There is some that hope federal relief funds and insurance payouts can help pull Puerto Rico out of its quagmire. While cautioning that Puerto Rico “faces new risks and economic uncertainty,” a Moody’s analysis said “federal relief funding in the wake of hurricanes Irma and Maria could offset some of Puerto Rico’s financial challenges and help spur renewed economic growth.”
But Puerto Rico was so broke to begin with that is difficult to know how much extra money will be left over after storm repairs. Even before the hurricane, the Puerto Rican power authority had estimated it would need $4 billion to upgrade aging infrastructure that was already causing frequent blackouts. Tens of millions of dollars were needed to fill overflowing landfills that make it unbearable to be outdoors in some towns.

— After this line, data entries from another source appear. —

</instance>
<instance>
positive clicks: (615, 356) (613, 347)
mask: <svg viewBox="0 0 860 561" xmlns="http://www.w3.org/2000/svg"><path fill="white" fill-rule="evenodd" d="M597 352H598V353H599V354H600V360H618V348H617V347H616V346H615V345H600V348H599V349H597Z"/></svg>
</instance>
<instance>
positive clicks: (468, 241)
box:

Much depends on Congress, which is expected to take up a supplemental spending bill to help both Puerto Rico and the U.S. Virgin Islands.
After facing accusations that it was underestimating Puerto Rico’s plight, the Trump administration has been ramping up aid efforts. Heeding pleas that Puerto Rico was in no position to finance much of the relief efforts, the government agreed to pick up 100 percent of the costs of emergency assistance. U.S. states and territories typically cover 25 percent of the costs.
Trump, who has been criticized for mentioning Puerto Rico’s Wall Street debt in a time of crisis, brought it up again in a speech Friday.
“Ultimately the government of Puerto Rico will have to work with us to determine how this massive rebuilding effort — it will end up being one of the biggest ever — will be funded and organized, and what we will do with the tremendous amount of existing debt already on the island,” Trump said. “We will not rest, however, until the people of Puerto Rico are safe.”